Look for it in an upcoming issue of Locus Magazine.

July 20, 1969: Witnessing the Inevitable

I’m old enough to remember — I was 13, in the summer between 8th and 9th grades. Star Trek had ended a couple months earlier, I had survived two weeks in the hospital following a ruptured appendix a couple months before that (“In the Year 2525″ ran endlessly on the radio that played in my shared room), a year or so before that, 2001: A Space Odyssey had premiered, and only a year or two before that, I had started reading science fiction. My family was living in a Chicago suburb, where my father was working as an industrial architect on what became known as Fermilab.
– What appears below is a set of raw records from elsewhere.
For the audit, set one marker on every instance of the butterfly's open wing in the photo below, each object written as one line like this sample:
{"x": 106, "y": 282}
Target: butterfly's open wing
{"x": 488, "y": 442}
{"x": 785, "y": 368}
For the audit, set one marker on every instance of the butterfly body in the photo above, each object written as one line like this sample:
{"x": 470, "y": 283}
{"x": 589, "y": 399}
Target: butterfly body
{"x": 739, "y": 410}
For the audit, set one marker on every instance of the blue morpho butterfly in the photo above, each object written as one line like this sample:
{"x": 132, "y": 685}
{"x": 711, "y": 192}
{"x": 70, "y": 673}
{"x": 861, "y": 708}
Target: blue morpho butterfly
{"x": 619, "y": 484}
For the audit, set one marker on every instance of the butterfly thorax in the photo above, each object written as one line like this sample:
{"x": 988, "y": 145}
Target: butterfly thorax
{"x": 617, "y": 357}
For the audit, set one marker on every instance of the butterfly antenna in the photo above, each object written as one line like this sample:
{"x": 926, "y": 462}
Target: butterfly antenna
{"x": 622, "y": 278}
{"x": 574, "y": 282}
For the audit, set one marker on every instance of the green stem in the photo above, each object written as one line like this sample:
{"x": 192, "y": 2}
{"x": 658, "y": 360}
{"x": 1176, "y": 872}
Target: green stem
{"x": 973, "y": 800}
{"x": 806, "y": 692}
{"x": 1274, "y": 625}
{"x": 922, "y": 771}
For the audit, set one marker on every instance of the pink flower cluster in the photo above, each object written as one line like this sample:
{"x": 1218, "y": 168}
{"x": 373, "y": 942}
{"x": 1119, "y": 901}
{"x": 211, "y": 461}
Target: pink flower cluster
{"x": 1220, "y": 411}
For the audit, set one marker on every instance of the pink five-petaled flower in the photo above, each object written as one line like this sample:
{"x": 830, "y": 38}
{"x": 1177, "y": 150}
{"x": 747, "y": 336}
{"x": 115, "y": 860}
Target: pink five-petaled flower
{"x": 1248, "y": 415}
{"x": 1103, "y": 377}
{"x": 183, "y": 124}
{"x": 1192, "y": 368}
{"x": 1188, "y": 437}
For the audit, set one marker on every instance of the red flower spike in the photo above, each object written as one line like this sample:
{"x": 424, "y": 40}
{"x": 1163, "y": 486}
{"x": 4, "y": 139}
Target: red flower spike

We had a black and white TV, and I remember the grainy pictures as we sat late into the night (if I recall correctly), watching the descent down the ladder and the famous first words. I can’t say I remember, first-hand, much else.

I do remember more of the context, and of events before and after. I was old enough to recognize the historical importance of the event, though young enough that it did not seem quite so awesome, so miraculous, as it did to the adults, who lacked the science fictional perspective I’d just recently acquired.

A couple of weeks later, my family set off on one of our standard summer vacations, driving and camping from one national park to the next. We hit Great Smoky Mountain National Park first, and then we visited Washington DC, staying not in a campground but with cousins of my mother’s in a Washington suburb. Sometimes it’s the peripheral events that linger in the memory as long as the central events: we visited Dulles airport, just so my father could admire the architecture, and there I bought a paperback book called We Reach the Moon by one John Noble Wilford, who I see is still 40 years later writing for the New York Times; the book was an early example of what became known as ‘instant’ books, written and published within days or weeks of a newsworthy event. (And of course, I still have the book.) And I remember, during that stay with my mother’s cousins, explaining to everyone what the film 2001 was ‘really’ about — I had read the book.

Those peripheral events were the context in which I witnessed the first moon landing. Yes, it was amazing and historic… but at the same time, it was a modest achievement, and it was inevitable. There were space stations and starships and a whole future history yet to come. Apollo 11 was significant — but in a way I couldn’t admit or explain to anyone else, not so impressive, really. The really cool stuff was yet to come.

Of course, much has changed since then.